Okulların tatile girmesine sayılı günler kaldı. Öğretmen- öğrenci cephesinde tatlı bir tatil heyecanı yaşanıyor.

Ama eğitim camiasında bir kesim var ki temmuz-ağustos ayları onlar için çile ayları…

Sorunların merkezinde, Kanun Hükmünde Kararname ile 2018 yılında kadroya alınan,33 bin geçici işçi var.

KHK uyarınca, bu işçiler taşerona bağlı iken tabi oldukları sözleşme hükümlerine göre kadroya geçirildiler.

Büyük çoğunluğu da(31 bin) Milli Eğitim Bakanlığı’nda çalışıyor.

Çelişki de burada yaşanıyor. Eğitim camiasının bir üyesi olarak da yaz sendromunu bizzat sahada, üzülerek takip ediyorum.

Yılda 10 ay çalışıyorlar.

Temmuz, ağustos aylarında ise ücretsiz izine çıkarılıyor. İki aylık dönemde de hiçbir ücret almıyorlar.

İkramiye ve tediye ödemeleri de 10 ay üzerinden yapılıyor. Sigorta primleri de yatırılmıyor.

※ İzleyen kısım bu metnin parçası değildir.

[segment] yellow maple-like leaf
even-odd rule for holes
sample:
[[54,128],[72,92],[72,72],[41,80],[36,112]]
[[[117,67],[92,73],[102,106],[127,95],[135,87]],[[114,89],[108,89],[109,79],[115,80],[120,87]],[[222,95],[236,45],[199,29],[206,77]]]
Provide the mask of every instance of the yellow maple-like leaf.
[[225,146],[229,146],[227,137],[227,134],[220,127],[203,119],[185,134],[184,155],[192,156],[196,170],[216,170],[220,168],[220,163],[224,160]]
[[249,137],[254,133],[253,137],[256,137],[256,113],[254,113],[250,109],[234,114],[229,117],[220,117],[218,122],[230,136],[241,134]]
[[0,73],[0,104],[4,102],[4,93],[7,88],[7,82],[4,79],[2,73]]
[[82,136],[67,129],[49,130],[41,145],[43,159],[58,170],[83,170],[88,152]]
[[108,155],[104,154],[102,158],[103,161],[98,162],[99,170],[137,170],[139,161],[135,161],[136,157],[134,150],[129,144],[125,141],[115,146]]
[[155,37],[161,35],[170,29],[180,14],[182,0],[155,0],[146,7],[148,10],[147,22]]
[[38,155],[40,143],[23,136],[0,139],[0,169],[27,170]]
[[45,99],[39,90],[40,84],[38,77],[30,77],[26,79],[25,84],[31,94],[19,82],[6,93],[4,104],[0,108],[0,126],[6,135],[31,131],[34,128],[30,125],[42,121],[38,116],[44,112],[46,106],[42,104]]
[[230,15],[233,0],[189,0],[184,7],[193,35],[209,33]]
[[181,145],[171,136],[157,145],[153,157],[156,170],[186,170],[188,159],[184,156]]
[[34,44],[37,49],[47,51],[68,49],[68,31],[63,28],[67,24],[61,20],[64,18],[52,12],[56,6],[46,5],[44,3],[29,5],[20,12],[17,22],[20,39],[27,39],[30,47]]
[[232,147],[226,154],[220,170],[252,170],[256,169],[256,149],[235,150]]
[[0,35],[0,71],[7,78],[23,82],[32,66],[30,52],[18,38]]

Feryadın sesi de çok yakından… Görevli olduğum okulda çalışan insanların sıkıntılarına tanık olunca da sorunlarını köşeme taşımak artık bana vazife oldu.

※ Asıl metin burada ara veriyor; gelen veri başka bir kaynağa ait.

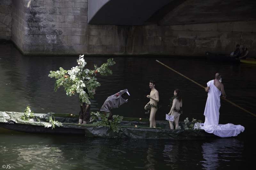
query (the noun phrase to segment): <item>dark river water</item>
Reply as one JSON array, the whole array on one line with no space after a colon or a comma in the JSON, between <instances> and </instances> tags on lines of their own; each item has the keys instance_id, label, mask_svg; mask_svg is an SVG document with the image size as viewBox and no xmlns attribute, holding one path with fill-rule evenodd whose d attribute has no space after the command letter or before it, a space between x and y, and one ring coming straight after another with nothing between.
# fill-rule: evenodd
<instances>
[{"instance_id":1,"label":"dark river water","mask_svg":"<svg viewBox=\"0 0 256 170\"><path fill-rule=\"evenodd\" d=\"M0 111L78 114L78 96L67 97L64 88L54 92L51 70L70 70L78 56L24 56L12 44L0 44ZM96 76L101 85L91 110L99 110L107 98L127 89L129 102L112 111L124 117L149 118L144 107L149 101L149 81L159 94L156 120L169 113L169 99L181 92L183 114L204 121L207 93L204 88L160 64L156 60L204 86L220 72L227 99L256 114L256 65L216 62L203 57L164 56L84 57L93 70L108 58L116 63L112 75ZM16 169L236 169L254 166L256 117L221 100L219 123L243 126L237 137L198 140L106 139L31 134L0 128L0 167Z\"/></svg>"}]
</instances>

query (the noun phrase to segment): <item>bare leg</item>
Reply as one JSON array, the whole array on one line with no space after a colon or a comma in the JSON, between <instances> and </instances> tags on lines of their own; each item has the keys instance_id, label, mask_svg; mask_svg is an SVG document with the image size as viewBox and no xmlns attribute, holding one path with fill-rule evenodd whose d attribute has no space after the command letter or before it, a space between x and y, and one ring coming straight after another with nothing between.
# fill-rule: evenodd
<instances>
[{"instance_id":1,"label":"bare leg","mask_svg":"<svg viewBox=\"0 0 256 170\"><path fill-rule=\"evenodd\" d=\"M177 116L177 117L174 119L174 121L175 122L175 129L177 129L177 128L179 127L179 118L180 118L180 114L179 114L179 115Z\"/></svg>"},{"instance_id":2,"label":"bare leg","mask_svg":"<svg viewBox=\"0 0 256 170\"><path fill-rule=\"evenodd\" d=\"M155 116L156 115L156 113L157 111L157 109L155 107L151 107L150 112L150 116L149 117L149 122L150 122L150 127L153 128L156 127L156 120Z\"/></svg>"},{"instance_id":3,"label":"bare leg","mask_svg":"<svg viewBox=\"0 0 256 170\"><path fill-rule=\"evenodd\" d=\"M178 112L173 112L172 113L171 115L172 116L173 116L173 119L174 119L174 122L175 122L175 129L176 127L179 127L179 118L180 118L180 114ZM177 118L178 117L178 118ZM169 121L169 124L170 125L170 129L173 129L173 125L172 124L173 122L171 121Z\"/></svg>"},{"instance_id":4,"label":"bare leg","mask_svg":"<svg viewBox=\"0 0 256 170\"><path fill-rule=\"evenodd\" d=\"M170 129L173 129L173 122L172 121L169 121L169 124L170 125Z\"/></svg>"}]
</instances>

Özellikle bu yıl yaşadığımız derin ekonomik krizler,herkes gibi bu işçileri de mağdur etti. Hayat pahalılığı iyice bellerini büktü.

İki aylık yaz tatilinde maaş da alamayacaklar.

Haklı olarak kaygı içindeler.

Tatil günlerinde, çaresizlikten geçimlerin sağlayabilmek için kayıt dışı çalışma yoluna gidiyorlar.

 Bu insanlara kulak vermemiz gerektiğini düşünüyorum.

Bir de madalyonun diğer yüzü var.

Tatil dönemlerinde okullarda yaşanan personel yetersizliği nedeniyle okul temizliği, bahçe bakımı gibi hizmetler aksıyor; yeni eğitim öğretim yılı hazırlıklarında sorunlar yaşanıyor.

Yani ortada iki mağdur kesim var. Bir tarafta işçiler, diğer tarafta eğitim yuvaları…

Sonuç olarak, binlerce insan çözüm arayışında. Milli Eğitim Bakanlığı ve Maliye Bakanlığı'ndan gelecek müjdeli haberi bekliyorlar.